Bodie could only shrug. "Don't look at me, mate. I'm beginning to think all the Doyle women are witches."
"Well, if you weren't together then, it was only a matter of time," Margaret Doyle said matter-of-factly. And really, Bodie thought, there was no arguing with that. "I asked Bodie if he made you happy, but he didn't answer. Does he?"
Bodie looked down at the table, more than a little mortified that Doyle's mother was asking about something they barely talked about themselves. Doyle, however, didn't hesitate a moment.
"Yeah. He makes me happy." Bodie looked up to find Doyle grinning at him like a loon.
"And Ray makes you happy, Bodie?"
"Yeah," Bodie said, more sure of his feelings for Doyle than of anything else in his life. "He does."
"That's all that matters.
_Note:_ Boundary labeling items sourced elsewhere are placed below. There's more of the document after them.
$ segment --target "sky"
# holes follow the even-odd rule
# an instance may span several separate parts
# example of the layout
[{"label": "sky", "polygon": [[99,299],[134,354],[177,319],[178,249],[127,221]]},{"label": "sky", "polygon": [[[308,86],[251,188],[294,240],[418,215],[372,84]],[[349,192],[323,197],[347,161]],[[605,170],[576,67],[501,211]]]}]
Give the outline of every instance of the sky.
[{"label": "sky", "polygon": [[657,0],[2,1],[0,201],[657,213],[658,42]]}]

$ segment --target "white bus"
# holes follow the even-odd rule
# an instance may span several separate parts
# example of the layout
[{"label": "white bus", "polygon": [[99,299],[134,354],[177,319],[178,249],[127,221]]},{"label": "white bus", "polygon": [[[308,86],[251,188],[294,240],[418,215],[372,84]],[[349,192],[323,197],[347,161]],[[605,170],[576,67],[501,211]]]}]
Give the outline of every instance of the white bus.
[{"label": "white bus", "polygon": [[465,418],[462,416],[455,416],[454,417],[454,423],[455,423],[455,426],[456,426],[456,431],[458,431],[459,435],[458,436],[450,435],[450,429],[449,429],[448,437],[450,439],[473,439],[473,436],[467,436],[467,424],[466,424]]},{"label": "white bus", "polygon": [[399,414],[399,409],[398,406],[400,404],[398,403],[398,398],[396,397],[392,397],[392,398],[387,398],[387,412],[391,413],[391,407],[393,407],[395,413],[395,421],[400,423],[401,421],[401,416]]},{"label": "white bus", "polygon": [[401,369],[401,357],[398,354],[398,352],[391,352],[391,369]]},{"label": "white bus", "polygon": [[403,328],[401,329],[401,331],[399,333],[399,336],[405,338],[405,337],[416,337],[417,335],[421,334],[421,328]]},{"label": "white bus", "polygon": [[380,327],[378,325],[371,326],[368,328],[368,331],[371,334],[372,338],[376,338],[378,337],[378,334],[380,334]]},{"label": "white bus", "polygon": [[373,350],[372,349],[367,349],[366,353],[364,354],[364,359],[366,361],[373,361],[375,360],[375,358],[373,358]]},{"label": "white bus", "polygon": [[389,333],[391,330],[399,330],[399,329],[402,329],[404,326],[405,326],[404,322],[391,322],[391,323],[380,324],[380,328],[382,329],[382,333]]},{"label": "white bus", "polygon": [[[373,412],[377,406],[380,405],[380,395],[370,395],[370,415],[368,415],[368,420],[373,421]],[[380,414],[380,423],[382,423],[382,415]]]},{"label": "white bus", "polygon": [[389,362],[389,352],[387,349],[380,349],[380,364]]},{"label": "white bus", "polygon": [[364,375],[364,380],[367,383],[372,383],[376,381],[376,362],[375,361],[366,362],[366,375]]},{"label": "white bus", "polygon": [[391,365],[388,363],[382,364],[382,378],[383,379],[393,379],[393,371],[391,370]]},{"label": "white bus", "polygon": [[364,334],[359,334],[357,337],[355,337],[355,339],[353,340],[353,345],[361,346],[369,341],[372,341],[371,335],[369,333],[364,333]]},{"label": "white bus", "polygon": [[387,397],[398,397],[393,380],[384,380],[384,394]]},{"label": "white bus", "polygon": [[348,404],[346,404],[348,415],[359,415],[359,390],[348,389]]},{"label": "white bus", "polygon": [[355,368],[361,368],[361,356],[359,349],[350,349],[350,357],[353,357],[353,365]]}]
I only want to see my children happy." With that, she stood, kissed the top of Doyle's curly head, patted Bodie's back and walked over to where Cath and Kevin were saying goodbye to the last of their guests.
Doyle pulled his chair closer to Bodie's and laid a hand on his shoulder.
"I reckon that makes you one of the family, Bodie."
"I reckon you might be right," Bodie said, and placed his own hand over Doyle's, enjoying the feeling of the heat of Doyle's skin beneath his palm. "Best Christmas present I ever had."
"Happy Christmas, you great bastard," Doyle said, squeezing his shoulder.
"Happy Christmas, you mad golli." Bodie stood, ruffled Doyle's curls, and then gave him a grin. "Last one to the door pays for the cab to the hotel," he said quickly, and started running.
Doyle never stood a chance. But then, where Doyle was concerned, neither did Bodie.